Y. Plan shall mean the Corporations 2010 Incentive Compensation Plan, as amended from time to time.
Z. Plan Administrator shall mean the Compensation Committee of the Board (or a subcommittee thereof) acting in its capacity as administrator of the Plan.
AA. Service shall mean the Optionees performance of services for the Corporation (or any Parent or Subsidiary) in the capacity of an Employee, a non-employee member of the board of directors or a consultant or independent advisor. For purposes of this Agreement, Optionee shall be deemed to cease Service immediately upon the occurrence of the either of the following events: (i) Optionee no longer performs services in any of the foregoing capacities for the Corporation (or any Parent or Subsidiary) or (ii) the entity for which Optionee performs such services ceases to remain a Parent or Subsidiary of the Corporation, even though Optionee may subsequently continue to perform services for that entity. Except to the extent otherwise required by law or expressly authorized by the Plan Administrator or by the
Corporations written policy on leaves of absence in effect at the time of such leave, no Service credit shall be given for vesting purposes for any period Optionee is on a leave of absence.

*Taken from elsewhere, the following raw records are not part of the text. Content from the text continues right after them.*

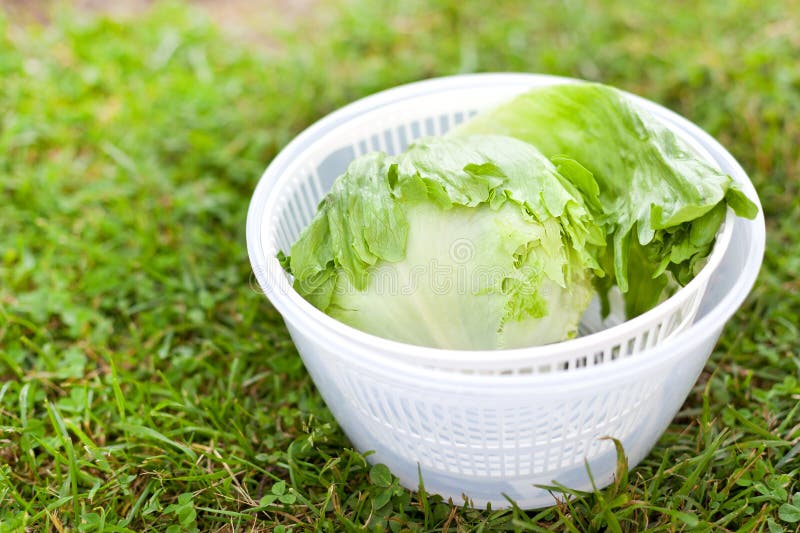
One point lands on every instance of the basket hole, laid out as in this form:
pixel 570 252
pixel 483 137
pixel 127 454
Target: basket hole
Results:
pixel 615 352
pixel 416 131
pixel 444 124
pixel 388 142
pixel 430 126
pixel 631 348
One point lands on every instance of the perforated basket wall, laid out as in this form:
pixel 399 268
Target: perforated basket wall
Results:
pixel 302 182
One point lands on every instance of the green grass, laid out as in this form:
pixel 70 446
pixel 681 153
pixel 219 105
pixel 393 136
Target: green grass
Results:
pixel 145 383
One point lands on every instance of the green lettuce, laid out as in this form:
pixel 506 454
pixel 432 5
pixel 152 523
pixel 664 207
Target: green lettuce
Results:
pixel 659 203
pixel 470 242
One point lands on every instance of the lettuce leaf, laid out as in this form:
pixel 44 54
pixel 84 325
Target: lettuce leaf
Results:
pixel 659 203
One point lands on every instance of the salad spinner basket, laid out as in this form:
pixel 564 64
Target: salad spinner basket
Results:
pixel 492 425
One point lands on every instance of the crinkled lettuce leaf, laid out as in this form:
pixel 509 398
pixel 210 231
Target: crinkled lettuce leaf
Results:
pixel 659 203
pixel 470 242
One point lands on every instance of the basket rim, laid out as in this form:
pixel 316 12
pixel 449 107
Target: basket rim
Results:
pixel 289 303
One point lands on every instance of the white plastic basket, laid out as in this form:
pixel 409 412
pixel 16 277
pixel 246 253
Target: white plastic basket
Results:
pixel 516 418
pixel 299 177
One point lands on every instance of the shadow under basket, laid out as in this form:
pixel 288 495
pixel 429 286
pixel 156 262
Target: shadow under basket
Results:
pixel 492 425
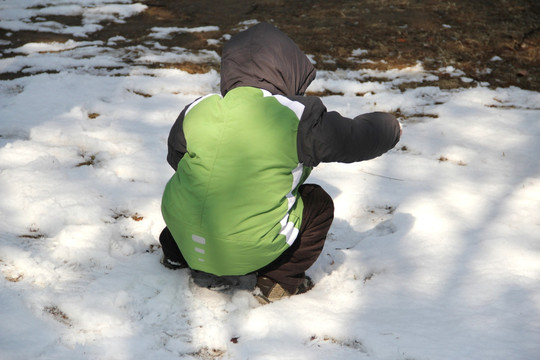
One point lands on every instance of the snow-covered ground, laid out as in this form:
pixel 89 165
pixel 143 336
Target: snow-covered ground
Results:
pixel 434 252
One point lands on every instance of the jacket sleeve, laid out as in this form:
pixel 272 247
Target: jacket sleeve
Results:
pixel 329 137
pixel 176 144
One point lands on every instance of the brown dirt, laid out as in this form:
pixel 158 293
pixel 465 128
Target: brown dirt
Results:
pixel 396 33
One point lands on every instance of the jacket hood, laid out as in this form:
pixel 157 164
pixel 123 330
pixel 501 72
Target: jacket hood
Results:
pixel 264 57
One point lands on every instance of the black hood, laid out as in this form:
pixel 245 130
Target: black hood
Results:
pixel 266 58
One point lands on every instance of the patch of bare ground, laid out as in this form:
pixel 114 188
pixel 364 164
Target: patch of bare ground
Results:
pixel 496 42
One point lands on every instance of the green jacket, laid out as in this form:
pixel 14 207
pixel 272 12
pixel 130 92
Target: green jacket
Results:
pixel 233 206
pixel 233 202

BB. Stock Exchange shall mean the American Stock Exchange, the Nasdaq Global or Global Select Market or the New York Stock Exchange.
CC. Subsidiary shall mean any corporation (other than the Corporation) in an unbroken chain of corporations beginning with the Corporation, provided each corporation (other than the last corporation) in the unbroken chain owns, at the time of the determination, stock possessing fifty percent (50%) or more of the total combined voting power of all classes of stock in one of the other corporations in such chain
DD. Withholding Taxes shall mean the federal, state and local income taxes and the employee portion of the federal, state and local employment taxes required to be withheld by the Corporation in connection with the exercise of the option.